Bu olay Edwards'ı öylesine etkilemişti ki bu etkiler altında annesinin başka bir aleme göçtüğünü hemen anlamıştı!. Annesi henüz konuşmamıştı. Edwards annesine: “Ne zaman öldün?!.” diyebildi!. Annesi utanarak gülümsedi ve “Benim öldüğümü nereden biliyorsun?” diye oğluna sordu. Oğlu da
- Ne iyi etin de beni görmeye geldin dedi annesine. Annesi de
- Sana bir gün Amerika'ya döneceğimi söylememiş miydim? İşte Amerika'ya geldim dedi.
Bu arada konuşulanları dinleyen arkadaşı Roland birden atıldı:
- Durun Allah aşkına! Bana ne yapmak istediğinizi bilmiyorum ama bu saçmalıklara inanmayı kesinlikle reddederim diye korkuyla haykırdı!. Edwards arkadaşını yanıtladı:
- Fakat karşındaki annem Roland!. Nasıl inanmak istemezsin?. Bu kez Roland arkadaşına sordu:
- Annen hasta ve Paris'te. Buraya kadar nasıl gelebilir!. diyerek isyan eder bir hale girdi!. Edwards aptallaşmışlıktan şaşkınlaşmışlıktan biraz kurtulmuş olarak ilk kez düşündü ve yavaşça mırıldandı: “Annem öldü.” dedi!.

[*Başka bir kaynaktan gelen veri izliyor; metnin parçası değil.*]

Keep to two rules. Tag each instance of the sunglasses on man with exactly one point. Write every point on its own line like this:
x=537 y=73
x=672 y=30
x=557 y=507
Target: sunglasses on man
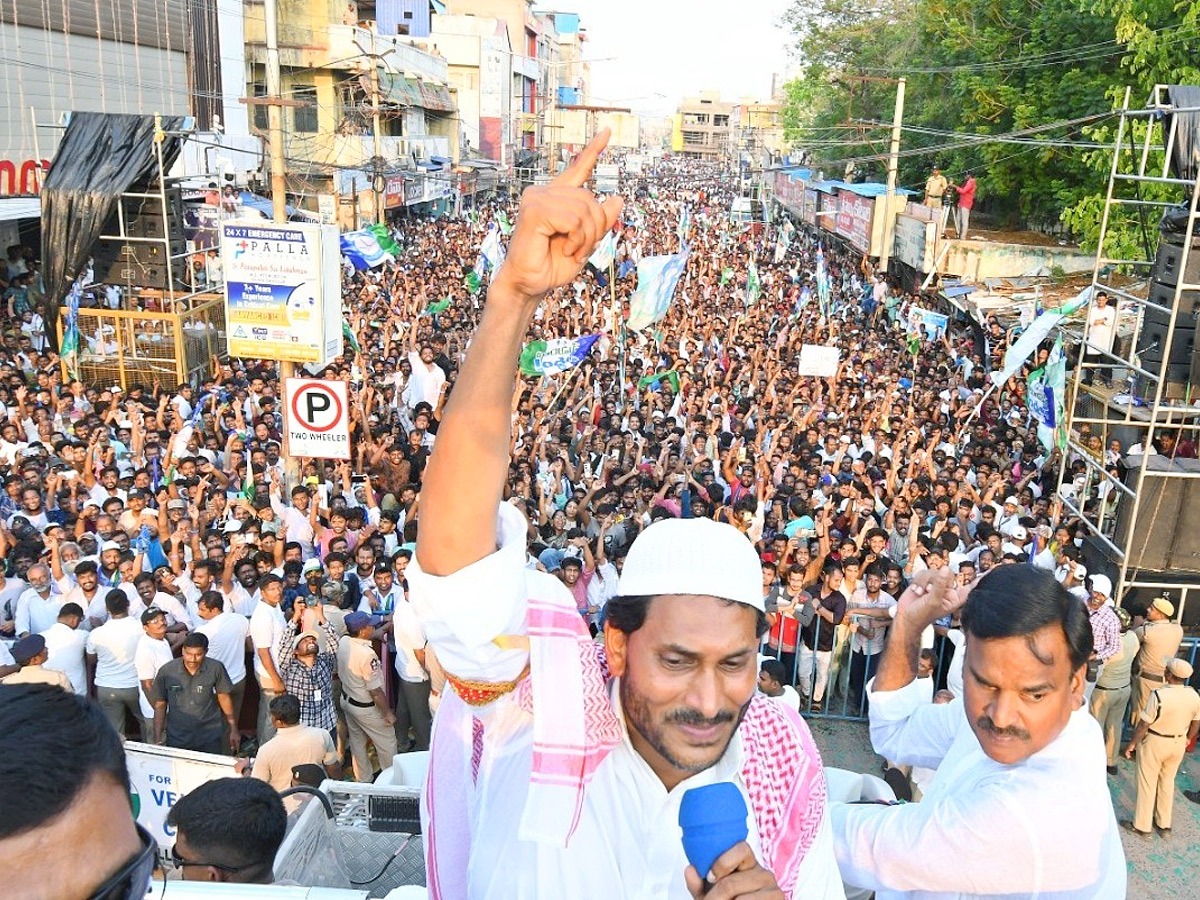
x=132 y=881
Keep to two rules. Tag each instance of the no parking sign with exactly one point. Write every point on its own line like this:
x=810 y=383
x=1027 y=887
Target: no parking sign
x=317 y=418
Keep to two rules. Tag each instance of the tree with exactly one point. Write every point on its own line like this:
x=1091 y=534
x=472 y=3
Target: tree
x=1011 y=89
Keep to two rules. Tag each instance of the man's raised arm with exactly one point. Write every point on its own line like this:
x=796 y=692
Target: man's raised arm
x=558 y=226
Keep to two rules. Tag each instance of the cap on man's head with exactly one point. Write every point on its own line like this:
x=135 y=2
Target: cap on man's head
x=1180 y=669
x=694 y=556
x=28 y=647
x=1164 y=606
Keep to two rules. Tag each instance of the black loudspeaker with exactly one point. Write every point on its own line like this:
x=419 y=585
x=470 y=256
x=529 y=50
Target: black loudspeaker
x=1167 y=534
x=1152 y=343
x=1158 y=514
x=1169 y=263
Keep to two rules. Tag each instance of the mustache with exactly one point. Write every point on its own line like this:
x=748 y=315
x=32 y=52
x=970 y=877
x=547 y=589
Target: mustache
x=695 y=718
x=984 y=723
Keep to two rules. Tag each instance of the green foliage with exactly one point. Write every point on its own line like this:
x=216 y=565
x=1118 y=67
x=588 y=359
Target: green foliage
x=985 y=67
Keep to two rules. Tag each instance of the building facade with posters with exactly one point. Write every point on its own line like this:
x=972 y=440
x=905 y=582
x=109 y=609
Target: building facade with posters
x=479 y=65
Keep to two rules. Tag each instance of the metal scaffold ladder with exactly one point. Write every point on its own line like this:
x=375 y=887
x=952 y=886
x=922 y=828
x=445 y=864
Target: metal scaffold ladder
x=1149 y=399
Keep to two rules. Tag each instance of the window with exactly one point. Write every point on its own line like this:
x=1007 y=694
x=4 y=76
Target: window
x=304 y=119
x=258 y=120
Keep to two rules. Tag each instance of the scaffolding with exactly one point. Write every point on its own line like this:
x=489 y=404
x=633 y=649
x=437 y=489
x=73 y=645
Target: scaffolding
x=169 y=328
x=1140 y=522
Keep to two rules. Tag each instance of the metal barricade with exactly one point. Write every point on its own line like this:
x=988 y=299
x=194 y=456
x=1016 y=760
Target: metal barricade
x=127 y=347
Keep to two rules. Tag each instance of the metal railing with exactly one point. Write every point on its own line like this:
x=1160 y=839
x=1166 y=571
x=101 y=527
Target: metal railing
x=846 y=673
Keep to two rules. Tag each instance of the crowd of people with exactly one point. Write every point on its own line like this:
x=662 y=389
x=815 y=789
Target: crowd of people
x=159 y=553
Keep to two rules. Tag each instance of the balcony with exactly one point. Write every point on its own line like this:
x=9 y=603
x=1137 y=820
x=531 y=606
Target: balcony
x=355 y=151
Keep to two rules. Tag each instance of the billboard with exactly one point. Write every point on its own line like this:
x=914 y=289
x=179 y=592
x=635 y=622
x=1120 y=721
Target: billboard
x=283 y=298
x=853 y=220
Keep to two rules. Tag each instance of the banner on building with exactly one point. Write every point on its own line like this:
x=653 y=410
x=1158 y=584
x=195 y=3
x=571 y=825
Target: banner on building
x=160 y=775
x=283 y=298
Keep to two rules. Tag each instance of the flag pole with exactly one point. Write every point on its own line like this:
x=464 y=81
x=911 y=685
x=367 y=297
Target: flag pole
x=618 y=321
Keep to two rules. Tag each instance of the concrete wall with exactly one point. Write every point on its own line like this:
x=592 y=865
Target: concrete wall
x=988 y=259
x=55 y=73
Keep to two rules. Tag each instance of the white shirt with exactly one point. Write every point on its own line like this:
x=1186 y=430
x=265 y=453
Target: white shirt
x=425 y=382
x=267 y=624
x=627 y=843
x=1042 y=828
x=36 y=613
x=299 y=525
x=114 y=645
x=177 y=613
x=66 y=648
x=149 y=657
x=790 y=699
x=409 y=639
x=227 y=642
x=1101 y=328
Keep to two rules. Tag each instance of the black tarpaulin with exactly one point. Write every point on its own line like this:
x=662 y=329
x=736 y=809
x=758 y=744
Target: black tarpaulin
x=102 y=155
x=1186 y=149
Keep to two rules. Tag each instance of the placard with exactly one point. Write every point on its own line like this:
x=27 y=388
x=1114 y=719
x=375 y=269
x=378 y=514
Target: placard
x=819 y=361
x=317 y=418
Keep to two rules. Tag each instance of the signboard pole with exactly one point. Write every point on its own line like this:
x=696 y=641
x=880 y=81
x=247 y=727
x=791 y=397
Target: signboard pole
x=889 y=219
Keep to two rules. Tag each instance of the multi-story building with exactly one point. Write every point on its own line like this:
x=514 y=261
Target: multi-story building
x=756 y=132
x=479 y=63
x=363 y=97
x=528 y=45
x=702 y=126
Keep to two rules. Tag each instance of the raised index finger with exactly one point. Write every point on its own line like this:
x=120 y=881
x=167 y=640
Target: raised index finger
x=580 y=169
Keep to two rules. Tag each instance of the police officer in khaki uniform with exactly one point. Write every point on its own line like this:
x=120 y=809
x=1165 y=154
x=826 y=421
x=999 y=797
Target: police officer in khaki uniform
x=30 y=654
x=1161 y=640
x=1169 y=721
x=367 y=715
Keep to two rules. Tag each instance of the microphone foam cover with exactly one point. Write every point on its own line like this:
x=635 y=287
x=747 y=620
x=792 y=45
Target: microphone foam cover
x=713 y=819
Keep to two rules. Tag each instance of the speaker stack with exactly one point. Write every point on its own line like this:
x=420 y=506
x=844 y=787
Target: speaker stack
x=144 y=263
x=1182 y=363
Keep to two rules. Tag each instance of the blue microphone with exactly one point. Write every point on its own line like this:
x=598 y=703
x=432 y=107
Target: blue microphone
x=713 y=819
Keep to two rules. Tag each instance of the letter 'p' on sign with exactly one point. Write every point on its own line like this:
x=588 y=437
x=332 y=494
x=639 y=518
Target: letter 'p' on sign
x=317 y=418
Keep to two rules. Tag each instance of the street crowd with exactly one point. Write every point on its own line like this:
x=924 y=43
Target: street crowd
x=157 y=557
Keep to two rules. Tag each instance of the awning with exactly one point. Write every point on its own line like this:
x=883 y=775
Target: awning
x=397 y=90
x=263 y=204
x=436 y=97
x=13 y=208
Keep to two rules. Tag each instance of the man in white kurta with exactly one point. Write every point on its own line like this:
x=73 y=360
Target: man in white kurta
x=1039 y=827
x=557 y=771
x=628 y=840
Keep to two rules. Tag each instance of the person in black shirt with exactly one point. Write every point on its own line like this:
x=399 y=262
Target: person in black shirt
x=828 y=607
x=192 y=703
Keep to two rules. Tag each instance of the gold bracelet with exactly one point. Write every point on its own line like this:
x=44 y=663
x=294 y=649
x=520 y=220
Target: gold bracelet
x=480 y=694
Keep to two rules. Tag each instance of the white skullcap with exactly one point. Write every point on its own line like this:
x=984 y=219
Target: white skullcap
x=694 y=556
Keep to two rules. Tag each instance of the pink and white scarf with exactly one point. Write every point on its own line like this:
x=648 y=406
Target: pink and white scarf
x=575 y=729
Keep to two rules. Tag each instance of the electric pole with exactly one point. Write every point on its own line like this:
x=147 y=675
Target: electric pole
x=275 y=112
x=889 y=215
x=375 y=131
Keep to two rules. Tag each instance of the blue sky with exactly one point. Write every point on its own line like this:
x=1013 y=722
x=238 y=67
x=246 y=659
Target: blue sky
x=665 y=49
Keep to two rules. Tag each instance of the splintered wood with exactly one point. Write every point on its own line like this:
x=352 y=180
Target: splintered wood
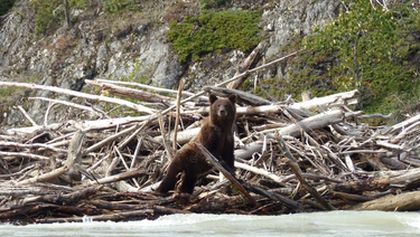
x=290 y=157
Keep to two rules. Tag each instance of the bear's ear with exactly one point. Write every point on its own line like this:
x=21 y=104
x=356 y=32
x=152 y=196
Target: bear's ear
x=232 y=98
x=212 y=98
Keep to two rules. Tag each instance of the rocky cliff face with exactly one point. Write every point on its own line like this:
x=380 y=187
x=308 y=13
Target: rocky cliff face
x=134 y=45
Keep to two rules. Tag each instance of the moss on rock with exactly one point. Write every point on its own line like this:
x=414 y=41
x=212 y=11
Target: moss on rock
x=366 y=48
x=215 y=31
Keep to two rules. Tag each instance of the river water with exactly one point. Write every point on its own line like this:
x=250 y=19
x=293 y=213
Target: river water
x=336 y=223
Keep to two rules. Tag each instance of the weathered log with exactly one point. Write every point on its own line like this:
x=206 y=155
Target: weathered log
x=130 y=92
x=137 y=107
x=409 y=201
x=311 y=123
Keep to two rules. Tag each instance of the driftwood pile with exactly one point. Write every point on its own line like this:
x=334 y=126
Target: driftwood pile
x=290 y=157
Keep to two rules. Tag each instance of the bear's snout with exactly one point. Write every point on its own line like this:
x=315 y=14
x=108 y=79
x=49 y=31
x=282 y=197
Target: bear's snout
x=222 y=112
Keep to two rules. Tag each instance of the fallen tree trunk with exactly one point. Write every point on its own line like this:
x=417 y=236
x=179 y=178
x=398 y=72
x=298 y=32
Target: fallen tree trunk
x=401 y=202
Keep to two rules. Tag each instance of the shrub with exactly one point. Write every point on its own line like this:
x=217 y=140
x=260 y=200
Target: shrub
x=116 y=6
x=365 y=48
x=215 y=31
x=5 y=6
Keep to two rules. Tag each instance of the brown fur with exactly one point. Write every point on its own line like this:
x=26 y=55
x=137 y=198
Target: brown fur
x=216 y=134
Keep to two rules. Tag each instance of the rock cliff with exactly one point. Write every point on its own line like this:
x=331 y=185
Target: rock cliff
x=133 y=44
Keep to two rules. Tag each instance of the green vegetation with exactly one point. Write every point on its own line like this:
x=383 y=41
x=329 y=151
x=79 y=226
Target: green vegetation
x=369 y=49
x=49 y=14
x=215 y=31
x=117 y=6
x=5 y=6
x=209 y=4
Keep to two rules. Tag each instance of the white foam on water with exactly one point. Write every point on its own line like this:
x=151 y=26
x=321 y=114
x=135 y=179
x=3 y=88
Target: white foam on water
x=334 y=224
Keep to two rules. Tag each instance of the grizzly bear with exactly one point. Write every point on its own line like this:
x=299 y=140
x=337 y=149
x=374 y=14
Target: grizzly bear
x=216 y=134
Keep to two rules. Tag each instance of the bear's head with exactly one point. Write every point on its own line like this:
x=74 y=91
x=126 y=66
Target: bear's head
x=222 y=110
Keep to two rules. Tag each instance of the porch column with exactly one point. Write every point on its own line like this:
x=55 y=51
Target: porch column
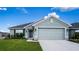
x=24 y=31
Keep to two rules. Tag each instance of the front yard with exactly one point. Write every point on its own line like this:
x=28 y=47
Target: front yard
x=19 y=45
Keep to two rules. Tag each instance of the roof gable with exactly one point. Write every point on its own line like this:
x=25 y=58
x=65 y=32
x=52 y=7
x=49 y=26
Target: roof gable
x=51 y=17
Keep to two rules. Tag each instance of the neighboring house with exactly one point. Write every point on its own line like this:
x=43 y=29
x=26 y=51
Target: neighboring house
x=3 y=35
x=50 y=28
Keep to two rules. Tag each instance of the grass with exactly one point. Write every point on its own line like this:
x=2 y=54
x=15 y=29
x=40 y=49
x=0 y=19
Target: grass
x=19 y=45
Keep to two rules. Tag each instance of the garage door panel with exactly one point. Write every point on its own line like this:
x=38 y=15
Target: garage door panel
x=51 y=34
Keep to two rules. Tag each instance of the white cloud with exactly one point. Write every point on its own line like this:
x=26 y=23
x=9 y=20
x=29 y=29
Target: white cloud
x=64 y=9
x=22 y=10
x=53 y=14
x=4 y=9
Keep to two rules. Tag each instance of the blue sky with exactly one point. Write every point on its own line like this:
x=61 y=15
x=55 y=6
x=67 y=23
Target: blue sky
x=10 y=16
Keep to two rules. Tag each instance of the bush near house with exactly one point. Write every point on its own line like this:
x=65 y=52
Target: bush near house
x=19 y=45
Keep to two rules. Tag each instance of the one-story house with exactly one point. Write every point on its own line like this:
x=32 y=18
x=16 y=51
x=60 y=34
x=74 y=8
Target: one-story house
x=3 y=35
x=50 y=28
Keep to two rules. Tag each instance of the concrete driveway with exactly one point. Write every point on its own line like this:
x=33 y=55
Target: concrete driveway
x=58 y=45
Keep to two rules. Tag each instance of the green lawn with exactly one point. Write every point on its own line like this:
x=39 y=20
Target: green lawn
x=19 y=45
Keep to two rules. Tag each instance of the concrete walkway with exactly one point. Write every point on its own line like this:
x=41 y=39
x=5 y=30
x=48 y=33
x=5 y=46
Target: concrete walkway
x=58 y=45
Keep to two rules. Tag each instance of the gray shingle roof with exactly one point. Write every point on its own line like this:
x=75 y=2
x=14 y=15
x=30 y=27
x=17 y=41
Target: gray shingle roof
x=20 y=26
x=75 y=25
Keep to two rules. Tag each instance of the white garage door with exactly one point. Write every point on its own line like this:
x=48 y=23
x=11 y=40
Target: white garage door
x=51 y=34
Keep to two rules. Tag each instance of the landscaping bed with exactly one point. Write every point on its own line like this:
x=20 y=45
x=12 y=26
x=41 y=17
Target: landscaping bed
x=19 y=45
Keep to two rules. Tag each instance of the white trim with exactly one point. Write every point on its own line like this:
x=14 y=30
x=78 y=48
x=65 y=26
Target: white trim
x=48 y=18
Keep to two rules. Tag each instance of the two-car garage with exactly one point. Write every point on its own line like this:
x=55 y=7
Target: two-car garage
x=51 y=33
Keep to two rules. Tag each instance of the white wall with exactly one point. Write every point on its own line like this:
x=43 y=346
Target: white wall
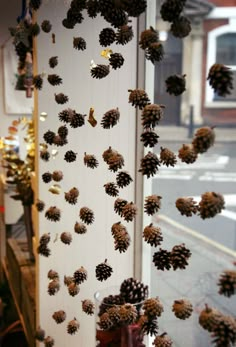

Roland susmuş onları dinliyordu. Şaşkın şaşkın dinliyordu işte!. Anne-oğul o kadar eski günleri konuşmağa dalmışlardı ki odadaki Roland'ın varlığını çoktan unutmuşlardı!. Müzenin içi çok sessizdi!. Tavanda asılı duran dondurulmuş martılar sanki uçmak üzereydi!. Dondurulmuş bulunan her cins hayvan sanki her köşeden onlara bakıyorlardı!. Daha sonraları annesi oğluna
- Vakit geç oluyor oğlum! Kentucky'deki kız kardeşine gideceğim. Yola çıkmam gerek diyerek ayağa kalktı ve oğlunun eline bir şey tutuşturdu!.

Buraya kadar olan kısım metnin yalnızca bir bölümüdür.